When using short-lived certs and regular issuance, the expired certs can build up in the PKI database and cause issues with replication, performance and overall database size.
PKI has provided a new feature in 11.3.0, pruning, which is a job that can be executed on a schedule or manually to remove expired certificates and requests.
Random Serial Numbers v3 (RSNv3) is mandatory to enable pruning.
Both pruning and RSNv3 require PKI 11.3.0 or higher.
## Use Cases
ACME certificates in particular are generally short-lived and expired certificates can build up quickly in a dynamic environment. An example is a CI system that requests one or more certificates per run. These will build up infinitely without a way to remove the expired certificates.
Another case is simply a very long-lived installation.

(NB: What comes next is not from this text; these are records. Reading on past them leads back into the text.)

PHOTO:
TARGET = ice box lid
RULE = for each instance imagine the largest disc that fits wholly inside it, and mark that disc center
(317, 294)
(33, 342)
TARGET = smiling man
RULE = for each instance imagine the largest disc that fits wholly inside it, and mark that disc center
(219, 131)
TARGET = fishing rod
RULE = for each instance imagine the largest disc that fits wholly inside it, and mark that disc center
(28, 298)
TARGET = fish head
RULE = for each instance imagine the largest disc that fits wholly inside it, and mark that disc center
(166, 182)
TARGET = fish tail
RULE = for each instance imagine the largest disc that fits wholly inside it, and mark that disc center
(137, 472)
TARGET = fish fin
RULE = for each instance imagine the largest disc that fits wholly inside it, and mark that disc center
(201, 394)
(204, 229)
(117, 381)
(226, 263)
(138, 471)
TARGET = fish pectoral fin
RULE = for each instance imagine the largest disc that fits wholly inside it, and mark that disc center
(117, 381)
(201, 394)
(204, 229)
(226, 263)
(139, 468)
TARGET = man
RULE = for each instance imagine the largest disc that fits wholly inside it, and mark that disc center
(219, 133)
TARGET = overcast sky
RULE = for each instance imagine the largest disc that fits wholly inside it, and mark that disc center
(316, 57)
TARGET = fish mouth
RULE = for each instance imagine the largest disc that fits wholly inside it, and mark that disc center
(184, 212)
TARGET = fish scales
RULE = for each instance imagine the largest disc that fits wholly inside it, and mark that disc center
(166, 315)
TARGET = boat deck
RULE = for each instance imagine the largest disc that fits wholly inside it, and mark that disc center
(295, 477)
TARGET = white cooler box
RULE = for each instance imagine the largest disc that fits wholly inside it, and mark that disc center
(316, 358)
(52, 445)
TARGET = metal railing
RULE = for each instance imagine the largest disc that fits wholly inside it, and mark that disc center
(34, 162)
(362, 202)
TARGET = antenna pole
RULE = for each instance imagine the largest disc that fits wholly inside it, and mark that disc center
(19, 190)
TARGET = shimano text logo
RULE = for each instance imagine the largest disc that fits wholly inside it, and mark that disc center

Over time as hosts come and go certificates build up.
## How to Use
https://github.com/dogtagpki/pki/wiki/Configuring-CA-Database-Pruning provides a thorough description of the capabilities of the pruning job.
The default configuration is to remove expired certificates and incomplete requests after 30 days.
Pruning is disabled by default.
Configuration is a four-step process:
1. Configure the expiration thresholds
2. Enable the job
3. Schedule the job
4. Restart the CA
The job will be scheduled to use the PKI built-in cron-like timer. It is configured nearly identically to `crontab(5)`. On execution it will remove certificates and requests that fall outside the configured thresholds. LDAP search/time limits can be used to control how many are removed at once.
In addition to the automated schedule it is possible to manually run the pruning job.
The tool will not restart the CA. It will be left as an exercise for the user, who will be notified as needed.
### Where to use
The pruning configuration is not replicated. It should not be necessary to enable this task on all IPA servers, or more than one.
Running the task simultaneously on multiple servers has a few downsides:
* Additional stress on the LDAP server searching for expired certificates and requests
* Unnecessary replication load deleting the same entries on multiple servers
While enabling this on a single server represents a single-point-of-failure there should be no catastrophic consequences other than expired certificates and requests potentially building up. This can be cleared by enabling pruning on a different server. Depending on the size of the backlog this could take a couple of executions to catch up.
## Design
There are several operations, most of which act locally and one of which uses the PKI REST API.
1. Updating the job configuration (enable, thresholds, etc). This will be done by running the `pki-server ca-config-set` command which modifies CS.cfg directly per the PKI wiki. A restart is required.
2. Retrieving the current configuration for display. The `pki-server ca-config-find` command returns the entire configuration so the results will need to be filtered.
3. Managing the job. This can be done using the REST API, https://github.com/dogtagpki/pki/wiki/PKI-REST-API . Operations include enabling the job and triggering it to run now.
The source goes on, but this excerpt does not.